The start of a new year is when many people take stock of their lives and think of ways to improve their quality. Some determine to lose weight. Some promise themselves they’ll develop better self-discipline. Others decide to declutter and remove things from their lives that are not conducive to their health, happiness, well-being, or success. I chose the latter. I made the difficult decision to end a 40-year friendship.
I met Bill (not his real name) when I was a 19-year-old fledgling comic. He was a comedian in his early 30s and took me under his wing, teaching me everything from joke construction to stage presence to how to talk to the hordes of young women who followed us comics around from gig to gig. We were there for each other’s weddings, and we were there for each other’s divorces. My children call him “Uncle Bill” (again, not his real name). If there was one difference between us, it was in political philosophy. He is conservative. I am not.
Bill is a white man who is today in his early 70s. I mention race because it’s relevant to the discussion as you’ll see later on. Over the past four decades, we’ve argued over Reagan versus Mondale, Bush I versus Dukakis, Clinton versus Bush I and later Dole, Bush II versus Gore, Obama versus McCain and Romney, fossil fuel versus alternative sources of energy, the justification of the war in Iraq and much more. They were spirited debates but, they were among friends and never interfered with our genuine affection for each other. Then Trump got elected.

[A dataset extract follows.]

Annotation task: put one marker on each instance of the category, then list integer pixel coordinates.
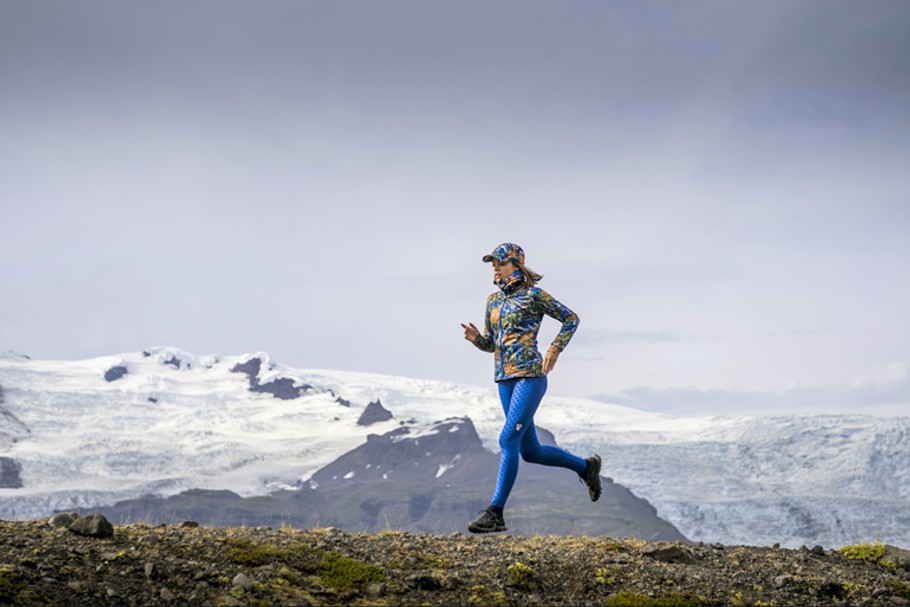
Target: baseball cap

I never discussed Trump with Bill because I was afraid he’d supported him and I didn’t want that to be true so, I didn’t want to know. We’d talk, but it was always about comedy and other things. We kept discussions of world events out of it. Then Trump got impeached for the first time and Bill railed about how unfair the impeachment was (it was for holding up vital aid to Ukraine that Congress had already appropriated) unless the Ukrainian government dug up or manufactured dirt on Joe Biden, Trump’s presumed 2020 rival.
“He did nothing wrong,” Bill raved.
“Aside from breaking federal law, he lied. He’s on tape making the demand.”
“Obama lied too!” Bill ranted.
“Give me one example of Obama telling a lie,” I said.
Bill hung up on me. Like most Trump supporters, when you confront them with facts or contradictions to their narrative, they either obfuscate, employ “whataboutism” or they run.
As time went on, we spoke less. As we did, I noticed his Facebook feed was getting crazier and crazier. Denying Covid was dangerous. Decrying the wearing of masks during the pandemic as a way for liberals to take away their freedom and eventually their guns. It seemed as if the “information” didn’t come from Fox News, OAN or Newsmax, it wasn’t worthy of repeating. The more I saw of this, the more I tried to remain in denial. This was my friend of decades. I had to look the other way. I did, until I couldn’t anymore.
After Trump took Latino babies from their mothers at the southern border (many of whom have still not been reunited with their parents), decried poor nations filled with people of color as “shithole countries”, proclaimed that there were “good people on both sides” in Charlottesville, egged on the January 6 Capitol attack with the aid of white supremacist groups like the Oath Keepers and the Proud Boys, perpetuated the lie that two African American poll workers in Atlanta had conspired to commit fraud in the 2020 election thus opening them to harassment and death threats from the thugs who follow him, he abandoned all pretense of not being a White Supremacist by echoing the words of Adolf Hitler when he said that foreigners and people of color were “poisoning the blood” of “real Americans.”
On that day, Bill posted a Photoshop picture of Trump sitting by a still pool over the caption, “All will soon be calm again.”
That was it for me. I didn’t understand how Bill could claim to love me and my children yet support an unapologetic racist and make excuses and rationalizations for the bigotry Trump has not only opened up in this country, but the permission he’s given those with hatred in their hearts to openly express that hatred. I decided then and there that the friendship was over. The friend I had was dead, replaced by a soulless cult member.
People have asked me, “How can you give up a friendship over politics?”
This question always infuriates me. Can you not see that this isn’t about politics? It’s about morality. It’s about the difference between right and wrong. If you can’t see that, you’ve got some deep soul searching to do. Or, you’re a member of the cult too.